Tar: ricorsi in calo, cittadini in fuga «Segno della sfiducia nella giustizia»

Il presidente del Tar, Antonio Pasca
Diminuiscono i ricorsi. Ma cala anche la fiducia nella magistratura. E le due cose non possono che essere collegate, secondo il presidente del Tar Lecce Antonio Pasca, che ieri, nel corso della cerimonia per l'inaugurazione dell'anno giudiziario ha snocciolato cifre ma soprattutto ha espresso valutazioni importanti sullo stato di salute della giustizia amministrativa salentina. Uno stato di salute buono, tutto sommato; questo non vuol dire, tuttavia, che le criticità non manchino.

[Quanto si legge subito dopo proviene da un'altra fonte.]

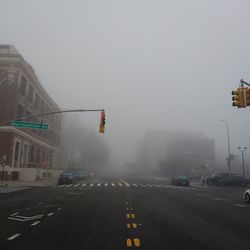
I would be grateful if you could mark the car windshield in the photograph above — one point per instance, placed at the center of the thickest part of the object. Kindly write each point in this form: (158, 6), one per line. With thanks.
(124, 124)
(67, 174)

E una di queste, appunto, è il rapporto con il cittadino. Pasca sottolinea una «confermata tendenza ad una complessiva diminuzione del contenzioso, essendo passati dai 1.889 ricorsi del 2016 ai 1.598 del 2017 ai 1.516 del 2018. Sarebbe a questo punto riduttivo - osserva il magistrato - individuare come causa della diminuita domanda di giustizia unicamente l'elevato costo del contributo unificato. Si deve invece prendere atto, a mio avviso, di un crescente atteggiamento di sfiducia da parte dei cittadini nei confronti della funzione giustizia complessivamente considerata. Tra le cause di siffatto rating negativo della funzione giustizia - spiega Pasca - possono individuarsi a mio parere non solo i tempi lunghi di definizione delle controversie, ma anche una certa diffidenza nei confronti dell'esercizio delle funzioni giudiziarie, sempre complessivamente considerate, che a volte rischia di apparire politicamente orientato o comunque non coerente con i principi di terzietà ed imparzialità».
 
È un tema delicato, soprattutto alla luce delle ultime vicende che hanno travolto la giustizia salentina, con l'arresto del pubblico ministero Emilio Arnesano e con l'inchiesta che ne è seguita. Si riferisce indubbiamente a questo - ma non solo - Pasca quando parla di comportamenti «non coerenti con i principi di terzietà e imparzialità».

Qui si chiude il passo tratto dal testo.